Eisenhower, agacé par la tournure des combats, déclare : "Nous ne pouvons pas espérer traverser toute la France en larguant 1000 tonnes de bombes au kilomètres !". L’heure est grave, car les généraux alliés ne s’entendent plus avec Montgomery : ils estiment qu’il n’est pas assez bon stratège. Des officiers de l’U.S. Air Force refusent même le soutien aérien des troupes commandées par le général britannique. Quant au général des forces aériennes alliées, Arthur Tedder, il propose même de le limoger.
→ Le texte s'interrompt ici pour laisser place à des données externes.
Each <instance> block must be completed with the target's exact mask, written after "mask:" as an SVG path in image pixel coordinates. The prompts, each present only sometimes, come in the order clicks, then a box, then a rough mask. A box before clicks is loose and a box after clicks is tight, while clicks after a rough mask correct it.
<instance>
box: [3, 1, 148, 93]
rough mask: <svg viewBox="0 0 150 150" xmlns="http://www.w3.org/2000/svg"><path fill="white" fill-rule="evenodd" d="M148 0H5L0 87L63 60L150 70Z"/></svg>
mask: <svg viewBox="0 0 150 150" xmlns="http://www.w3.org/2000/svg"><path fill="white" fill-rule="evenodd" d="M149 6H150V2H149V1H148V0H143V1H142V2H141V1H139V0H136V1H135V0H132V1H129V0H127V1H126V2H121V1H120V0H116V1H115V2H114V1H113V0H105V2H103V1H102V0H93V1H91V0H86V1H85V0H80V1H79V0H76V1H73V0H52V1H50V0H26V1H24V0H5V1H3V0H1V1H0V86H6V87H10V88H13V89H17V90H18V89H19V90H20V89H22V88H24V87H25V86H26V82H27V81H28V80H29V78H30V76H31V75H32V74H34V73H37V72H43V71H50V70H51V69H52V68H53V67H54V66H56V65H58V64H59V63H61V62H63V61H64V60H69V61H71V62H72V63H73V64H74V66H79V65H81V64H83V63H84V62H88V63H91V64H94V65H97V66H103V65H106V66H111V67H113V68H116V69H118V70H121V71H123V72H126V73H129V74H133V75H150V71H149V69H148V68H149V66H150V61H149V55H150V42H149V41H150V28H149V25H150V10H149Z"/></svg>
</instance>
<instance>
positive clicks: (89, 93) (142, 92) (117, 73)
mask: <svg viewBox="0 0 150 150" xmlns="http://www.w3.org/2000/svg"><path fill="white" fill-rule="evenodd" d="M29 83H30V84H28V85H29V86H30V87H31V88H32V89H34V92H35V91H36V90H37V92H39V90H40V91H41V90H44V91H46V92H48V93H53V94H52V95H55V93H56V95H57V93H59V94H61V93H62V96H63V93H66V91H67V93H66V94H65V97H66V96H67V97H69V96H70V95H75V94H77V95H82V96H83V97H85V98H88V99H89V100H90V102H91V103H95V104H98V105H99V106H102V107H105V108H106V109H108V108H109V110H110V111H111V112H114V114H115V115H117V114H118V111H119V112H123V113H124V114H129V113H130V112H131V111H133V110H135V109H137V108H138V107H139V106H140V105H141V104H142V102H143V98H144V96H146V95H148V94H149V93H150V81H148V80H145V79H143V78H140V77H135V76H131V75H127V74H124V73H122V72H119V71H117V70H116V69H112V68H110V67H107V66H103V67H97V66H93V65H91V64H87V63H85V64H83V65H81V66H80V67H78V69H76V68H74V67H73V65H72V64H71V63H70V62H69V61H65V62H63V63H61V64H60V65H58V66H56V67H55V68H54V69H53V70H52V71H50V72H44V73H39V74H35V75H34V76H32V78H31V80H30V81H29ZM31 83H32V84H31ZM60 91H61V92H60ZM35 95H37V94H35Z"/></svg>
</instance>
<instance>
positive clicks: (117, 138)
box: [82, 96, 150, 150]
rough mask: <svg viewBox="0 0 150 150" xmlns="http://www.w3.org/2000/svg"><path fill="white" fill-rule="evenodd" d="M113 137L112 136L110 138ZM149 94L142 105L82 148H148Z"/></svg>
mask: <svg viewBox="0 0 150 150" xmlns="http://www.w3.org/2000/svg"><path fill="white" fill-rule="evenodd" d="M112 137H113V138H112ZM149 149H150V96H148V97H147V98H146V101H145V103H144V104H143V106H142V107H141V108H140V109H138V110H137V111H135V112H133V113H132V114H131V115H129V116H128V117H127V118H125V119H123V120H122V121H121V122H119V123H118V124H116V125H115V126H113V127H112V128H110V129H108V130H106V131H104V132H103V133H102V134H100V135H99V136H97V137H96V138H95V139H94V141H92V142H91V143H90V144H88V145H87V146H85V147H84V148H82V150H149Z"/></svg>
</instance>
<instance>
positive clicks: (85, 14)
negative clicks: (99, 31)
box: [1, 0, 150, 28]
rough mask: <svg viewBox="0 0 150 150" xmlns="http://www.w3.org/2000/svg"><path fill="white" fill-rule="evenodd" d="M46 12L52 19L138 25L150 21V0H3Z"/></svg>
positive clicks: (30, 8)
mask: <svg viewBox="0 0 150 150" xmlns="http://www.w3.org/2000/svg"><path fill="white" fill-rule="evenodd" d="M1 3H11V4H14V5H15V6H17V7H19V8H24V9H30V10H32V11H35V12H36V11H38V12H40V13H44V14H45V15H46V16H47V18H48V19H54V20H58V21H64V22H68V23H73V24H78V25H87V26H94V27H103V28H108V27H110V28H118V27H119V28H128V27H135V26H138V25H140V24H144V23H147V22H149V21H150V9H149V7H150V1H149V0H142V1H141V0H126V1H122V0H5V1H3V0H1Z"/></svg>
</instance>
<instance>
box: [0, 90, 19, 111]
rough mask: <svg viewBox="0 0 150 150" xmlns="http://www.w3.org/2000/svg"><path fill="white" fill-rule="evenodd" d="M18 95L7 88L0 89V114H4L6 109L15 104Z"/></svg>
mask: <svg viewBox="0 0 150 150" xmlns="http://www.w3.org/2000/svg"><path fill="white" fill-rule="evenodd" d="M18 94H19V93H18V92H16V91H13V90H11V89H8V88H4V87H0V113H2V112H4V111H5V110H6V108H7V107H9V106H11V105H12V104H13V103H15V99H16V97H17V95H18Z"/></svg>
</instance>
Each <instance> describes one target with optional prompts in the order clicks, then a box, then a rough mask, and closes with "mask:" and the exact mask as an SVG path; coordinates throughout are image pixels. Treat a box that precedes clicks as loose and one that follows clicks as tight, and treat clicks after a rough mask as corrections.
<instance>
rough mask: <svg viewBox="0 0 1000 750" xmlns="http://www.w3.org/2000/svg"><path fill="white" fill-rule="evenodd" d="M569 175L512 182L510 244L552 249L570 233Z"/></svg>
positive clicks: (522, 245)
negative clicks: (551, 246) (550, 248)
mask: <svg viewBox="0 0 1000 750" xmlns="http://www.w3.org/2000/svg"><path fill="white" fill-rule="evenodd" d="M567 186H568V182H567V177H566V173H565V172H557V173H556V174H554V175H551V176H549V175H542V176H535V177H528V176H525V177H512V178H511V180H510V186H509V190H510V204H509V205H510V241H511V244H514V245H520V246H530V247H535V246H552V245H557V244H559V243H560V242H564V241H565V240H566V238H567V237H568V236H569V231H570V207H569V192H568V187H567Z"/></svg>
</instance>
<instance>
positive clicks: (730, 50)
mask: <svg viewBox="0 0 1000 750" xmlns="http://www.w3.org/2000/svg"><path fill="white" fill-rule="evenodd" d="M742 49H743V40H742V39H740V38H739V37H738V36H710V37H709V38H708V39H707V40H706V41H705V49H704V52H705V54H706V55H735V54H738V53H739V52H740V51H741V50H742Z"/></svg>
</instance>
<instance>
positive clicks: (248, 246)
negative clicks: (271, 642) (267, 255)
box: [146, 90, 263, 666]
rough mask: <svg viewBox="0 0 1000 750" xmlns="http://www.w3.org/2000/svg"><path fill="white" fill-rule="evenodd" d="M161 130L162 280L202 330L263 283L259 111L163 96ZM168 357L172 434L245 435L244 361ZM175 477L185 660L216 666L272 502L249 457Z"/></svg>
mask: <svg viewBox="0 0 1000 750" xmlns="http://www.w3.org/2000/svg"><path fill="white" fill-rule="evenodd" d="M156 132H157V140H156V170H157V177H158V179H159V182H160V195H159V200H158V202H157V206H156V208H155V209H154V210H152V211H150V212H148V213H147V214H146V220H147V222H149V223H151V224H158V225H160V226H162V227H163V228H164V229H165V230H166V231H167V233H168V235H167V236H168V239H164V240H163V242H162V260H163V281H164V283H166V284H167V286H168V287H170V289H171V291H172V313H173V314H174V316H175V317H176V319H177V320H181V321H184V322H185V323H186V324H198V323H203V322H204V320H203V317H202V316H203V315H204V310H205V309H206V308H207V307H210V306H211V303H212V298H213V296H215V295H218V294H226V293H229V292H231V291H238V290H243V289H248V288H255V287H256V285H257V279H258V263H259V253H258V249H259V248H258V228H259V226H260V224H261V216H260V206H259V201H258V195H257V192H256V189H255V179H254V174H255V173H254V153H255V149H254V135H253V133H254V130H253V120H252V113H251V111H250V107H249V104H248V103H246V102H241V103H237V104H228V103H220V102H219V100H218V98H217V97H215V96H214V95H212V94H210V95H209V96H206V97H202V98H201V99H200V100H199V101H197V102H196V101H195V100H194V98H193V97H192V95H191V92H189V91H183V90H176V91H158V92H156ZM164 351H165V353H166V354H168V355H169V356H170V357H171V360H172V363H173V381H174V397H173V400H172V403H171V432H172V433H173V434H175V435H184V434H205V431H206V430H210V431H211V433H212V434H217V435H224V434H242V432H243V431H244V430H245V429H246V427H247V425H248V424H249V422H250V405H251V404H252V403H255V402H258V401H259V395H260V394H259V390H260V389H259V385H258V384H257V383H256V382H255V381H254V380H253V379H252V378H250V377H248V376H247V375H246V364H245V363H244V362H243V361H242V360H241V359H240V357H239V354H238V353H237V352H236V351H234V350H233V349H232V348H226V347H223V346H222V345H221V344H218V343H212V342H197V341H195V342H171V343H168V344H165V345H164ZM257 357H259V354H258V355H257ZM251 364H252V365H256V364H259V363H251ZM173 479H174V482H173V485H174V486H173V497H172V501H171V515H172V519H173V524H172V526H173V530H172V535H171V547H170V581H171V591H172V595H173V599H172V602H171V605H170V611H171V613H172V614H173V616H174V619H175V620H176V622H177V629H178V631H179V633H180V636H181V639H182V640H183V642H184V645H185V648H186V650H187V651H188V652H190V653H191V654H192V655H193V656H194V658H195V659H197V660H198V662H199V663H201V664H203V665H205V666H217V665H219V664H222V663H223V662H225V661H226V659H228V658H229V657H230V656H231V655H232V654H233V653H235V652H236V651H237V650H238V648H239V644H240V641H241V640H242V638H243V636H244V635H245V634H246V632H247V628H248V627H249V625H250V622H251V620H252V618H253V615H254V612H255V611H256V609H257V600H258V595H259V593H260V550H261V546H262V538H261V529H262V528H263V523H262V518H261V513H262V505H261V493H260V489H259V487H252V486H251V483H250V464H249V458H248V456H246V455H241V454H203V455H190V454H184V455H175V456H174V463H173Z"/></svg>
Mais Montgomery se défend en montrant que l’offensive de Goodwood n’est pas une totale défaite : trois obstacles majeurs sont franchis : l’Orne, l’Odon et Caen. De plus, les troupes britanniques ont le mérite d’avoir attiré la plupart des Panzerdivisions autour de Caen, libérant un peu plus l’accès vers le sud pour les troupes américaines.

La ville de Caen est complètement libérée vers le 21 juillet, à la fin de l’opération Goodwood, et la plaine de Caen ouverte jusqu’à 7 kilomètres autour de la ville. Mais la ville est presque entièrement détruite par les bombardements incessants.

Images : Caen, le 9 juillet 1944, détruite par les bombardements Caen, le 9 juillet 1944, détruite par les bombardements.